Citation by Sheri Fritz, University of Nebraska – Lincoln and Paul Baker, Duke University
We are delighted to introduce Tom Johnson as the recipient of the 2019 Israel C. Russell Award in limnogeology. Tom, an expert on biogenic silica and carbonate dissolution in the ocean, was a pioneer in applying the approaches of paleoceanography to lakes. In the 1990s, he spearheaded the International Decade of East African Lakes (IDEAL), which helped catalyze investigations of Africa’s large lakes. He also mobilized support for lake drilling and later was PI on the ambitious Lake Malawi Drilling Project. He was Founding Director of the Large Lakes Observatory at University Minnesota-Duluth, which rapidly became a leading center for interdisciplinary lake research.
Some of Tom’s earliest limnological work dealt with sedimentation and silica cycling in Lake Superior, but he is best known for research on climate history in Central and Eastern Africa. With Bruce Rosendahl, he was one of the first to undertake single and multi-channel seismic reflection profiling in African lakes. His studies documented profound late-Pleistocene lake-level changes, including desiccation of Lake Victoria, with important implications for speciation of the endemic cichlid fauna. Studies of Lake Malawi drill cores, extending back over a million years, demonstrated the role of insolation and Indian Ocean SST in pacing precipitation and temperature variability in East Africa, as well as a surprising long-term evolution to progressively wetter conditions. Together with students and colleagues, Tom also promoted new organic geochemical techniques, generating some of the first long continental reconstructions of temperature in tropical East Africa. In short, Tom has been a leading figure in African paleoclimatology.

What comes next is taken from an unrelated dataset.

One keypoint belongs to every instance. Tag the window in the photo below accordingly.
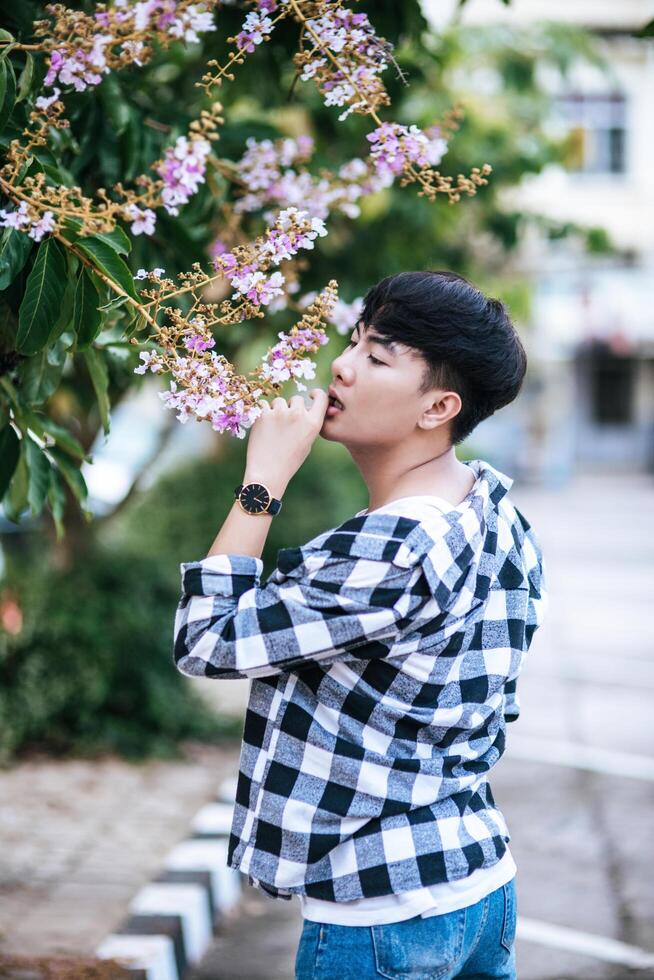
(612, 386)
(597, 125)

Tom has been an excellent mentor of graduate students and postdocs, and many have gone on to highly successful careers of their own. He has led and served on multiple committees and advisory boards, including as co-founder of the GSA Limnogeology Division in 2002.
We congratulate Tom on this well-deserved recognition of his many accomplishments!
Response by Thomas C. Johnson
Thank you, Sheri Fritz and Paul Baker, for your flattering and very kind words. I am truly honored to be receiving the Israel C. Russell Award, especially when nominated by such eminent scientists as yourselves.
One’s path through life is truly fickle – Twists and turns along the way may lead to joy and stimulation, or to tedium, or even to tragedy. I am one of the lucky ones. I knew from quite an early age that I wanted to do something on the oceans. Despite growing up in a small mining town in northern Minnesota, I managed to head out to Seattle to major in oceanography at the University of Washington. What followed was 4 years at UW, 3 years in the Coast Guard, and 5 years at Scripps Institution of Oceanography, followed by over 40 wonderful years in academia, at the University of Minnesota (Twin Cities and Duluth), Duke University, and now, somewhat retired, at the University of Massachusetts Amherst.
I want to acknowledge a few of the many people who particularly influenced my career – those lucky encounters that led to such a rewarding, professional life. Dick Sternberg at the UW, who taught me the attraction of a life in academia, and how to calmly respond to the challenges of science at sea. Wolfgang Berger, my Ph.D. advisor at Scripps, whose keen mind taught me to think globally, to write professionally, and yes, to take a break at noon once in awhile for some body surfing and a run on the beach. Herb Wright, who led the Limnological Research Center in Minneapolis, home of a most impressive stream of graduate students and post-docs from whom I gained so much insight into Quaternary geology and limnology. Bruce Rosendahl at Duke University, who drew me to Duke and into the great lakes of East Africa, where I subsequently focused most of my research, on the climate history of the African tropics. Kerry Kelts, who convinced me to return to Minnesota, to set up the Large Lakes Observatory on the Duluth campus. Kerry and I co-conspired to set up IDEAL (the International Decade for East African Lakes). We had embarked on a productive collaboration on Lakes Victoria and Edward, which most unfortunately ended when he passed away at too early an age. Joe Werne, who established an organic geochemistry lab at LLO and soon led to our co-advising several excellent graduate students who were the first to use TEX86 as a paleo-thermometer in lakes, and to obtain leaf wax isotopic records of past precipitation. Eric Brown, who set up an excellent core scanning XRF facility at LLO, at the time just the second one in the United States. Captain Mike King and the crew of LLO’s R/V Blue Heron, which has become a most capable research vessel in the Laurentian Great Lakes, now used by scientists from many universities in the region. To the many excellent graduate students I have had over the years, some of whom are in the room tonight, I extend my warmest regards and gratitude for your very important contributions to our science, and for the pleasant environment in which we collaborated. Finally, I thank my dear wife, Kate Whittaker, for contributing so often as a graphic designer, social organizer, and field companion, and for adding such a warm and artistic dimension to my life.